In recent years, site reliability engineering (SRE) has garnered much interest. In 2019, LinkedIn listed site reliability engineer as the second most promising job in the United States. Now, in 2021, the role continues to grow and evolve within many organizations.
Initially spearheaded at Google and credited to engineer Ben Treynor, the strategy seeks smarter accountability for application reliability. An SRE team sets service level indicators, makes error budgets for new features and uses tools like application performance monitoring (APM) to visualize performance insights, among other tasks. SREs are quickly becoming a key check to increase business output in response to new digital innovations.
I recently met with AppDynamics Regional CTO Gregg Ostrowski to discuss the emergence of SRE and how the approach is evolving. In short, it appears SREs will only continue to grow in importance across more companies, adopting new tactics like chaos engineering, and diversifying their teams with new domain knowledge in response to increasing technological complexity.
What is an SRE?
Traditionally, organizations employed system administrators, or sysadmins, to maintain operations for large computing systems and services. However, this typically produced a dichotomy: product developers want to push new features, while operations teams (sysadmins) want to make sure the existing service doesn’t break. The split between developers and operations can be unhealthy and cause friction.

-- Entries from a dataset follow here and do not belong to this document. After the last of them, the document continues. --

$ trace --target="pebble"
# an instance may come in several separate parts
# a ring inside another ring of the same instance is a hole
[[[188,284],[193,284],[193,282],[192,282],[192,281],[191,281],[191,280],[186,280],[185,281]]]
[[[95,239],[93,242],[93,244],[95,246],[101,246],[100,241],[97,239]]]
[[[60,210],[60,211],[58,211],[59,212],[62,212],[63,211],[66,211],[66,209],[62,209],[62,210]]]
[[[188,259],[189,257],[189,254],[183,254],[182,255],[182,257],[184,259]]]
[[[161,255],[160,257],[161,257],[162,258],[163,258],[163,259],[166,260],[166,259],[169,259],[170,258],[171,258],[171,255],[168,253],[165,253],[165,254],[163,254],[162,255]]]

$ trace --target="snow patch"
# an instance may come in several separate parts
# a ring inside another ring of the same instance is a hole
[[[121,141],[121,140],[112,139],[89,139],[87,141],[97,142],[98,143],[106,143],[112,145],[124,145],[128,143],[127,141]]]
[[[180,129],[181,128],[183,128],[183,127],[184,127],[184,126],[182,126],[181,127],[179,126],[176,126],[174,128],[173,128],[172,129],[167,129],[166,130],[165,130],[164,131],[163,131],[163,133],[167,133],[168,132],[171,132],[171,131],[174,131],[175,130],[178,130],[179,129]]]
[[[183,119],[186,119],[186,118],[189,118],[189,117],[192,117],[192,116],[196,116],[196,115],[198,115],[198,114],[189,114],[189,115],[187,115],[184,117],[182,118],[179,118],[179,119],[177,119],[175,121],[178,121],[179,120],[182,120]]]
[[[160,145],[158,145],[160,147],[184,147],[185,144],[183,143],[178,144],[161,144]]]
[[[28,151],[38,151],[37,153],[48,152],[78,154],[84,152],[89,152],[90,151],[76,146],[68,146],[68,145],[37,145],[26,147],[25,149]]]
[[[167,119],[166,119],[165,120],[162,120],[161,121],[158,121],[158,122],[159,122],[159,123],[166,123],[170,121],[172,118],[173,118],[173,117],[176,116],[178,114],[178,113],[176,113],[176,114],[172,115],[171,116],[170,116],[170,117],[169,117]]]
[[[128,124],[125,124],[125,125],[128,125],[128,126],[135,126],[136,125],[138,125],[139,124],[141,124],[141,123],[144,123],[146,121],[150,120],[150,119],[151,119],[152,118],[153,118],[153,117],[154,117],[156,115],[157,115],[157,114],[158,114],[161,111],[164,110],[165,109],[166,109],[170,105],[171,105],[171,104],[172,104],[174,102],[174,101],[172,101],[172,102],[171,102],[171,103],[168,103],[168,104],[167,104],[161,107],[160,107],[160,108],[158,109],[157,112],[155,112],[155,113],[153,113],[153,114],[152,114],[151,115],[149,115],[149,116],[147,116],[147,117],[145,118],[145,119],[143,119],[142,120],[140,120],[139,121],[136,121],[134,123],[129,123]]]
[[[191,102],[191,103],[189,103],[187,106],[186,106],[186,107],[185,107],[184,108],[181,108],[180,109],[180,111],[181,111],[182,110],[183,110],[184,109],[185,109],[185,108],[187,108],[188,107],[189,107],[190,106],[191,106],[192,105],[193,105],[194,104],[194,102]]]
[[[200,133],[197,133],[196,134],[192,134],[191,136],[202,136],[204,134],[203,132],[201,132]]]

Whereas sysadmin positions are detached from development and involve a lot of manual work, an SRE approach, on the other hand, takes a more engineering-focused approach to automate operations. Google’s SRE book, which has become a bible of sorts, defines the role as “What happens when you ask a software engineer to design an operations team.”
So, what does an SRE do? Well, at Google, they are in charge of availability, latency, performance, efficiency, change management, monitoring, emergency response and capacity planning for the services they operate. At Google, they spend no more than 50% of their time on traditional “ops,” like tickets, on-call and manual tasks, and are encouraged to use the remaining 50% of their time to develop automation that will replace human operations labor.
5 Ways the SRE Approach is Evolving
It’s been a few years since Google introduced the SRE concept, and naturally, unique iterations have popped up within other enterprises. But, on the whole, where is the concept heading? Ostrowski sees SREs evolving in a few key areas: growth and maturity, increased diversification with domain-specific experts and new monitoring tactics.
1. Increased Adoption
First, not all companies have embraced an SRE model. A recent study by Blameless found “… 50% of respondents employ an SRE model with dedicated engineers focused on infrastructure and tooling, or an embedded model where full-time SREs are assigned to a service.”
The SRE model is gaining momentum, but there is still room for greater adoption. There is also room for internal growth. Ostrowski sees a single SRE team as a single point of failure. “It needs to be a whole department,” he said.
In addition, SREs are gaining a more prominent voice at the table, influencing feature rollout. “With proper and mature SRE involvement, teams can’t willy-nilly deploy,” he said. Ostrowski views these teams as maintaining a critical balance between business risk and introducing new technology.
2. Larger, Diversified SRE Departments
Many companies are experiencing rising user demands, and thus must rapidly scale their application networks. Simultaneously, there has been a Cambrian explosion of deployment types — systems could be using any assortment of legacy infrastructure, mainframe, microservices, cloud environments and multiple cloud vendors. “The complexity and topology of the IT space has grown substantially, with many interdependencies,” Ostrowski said.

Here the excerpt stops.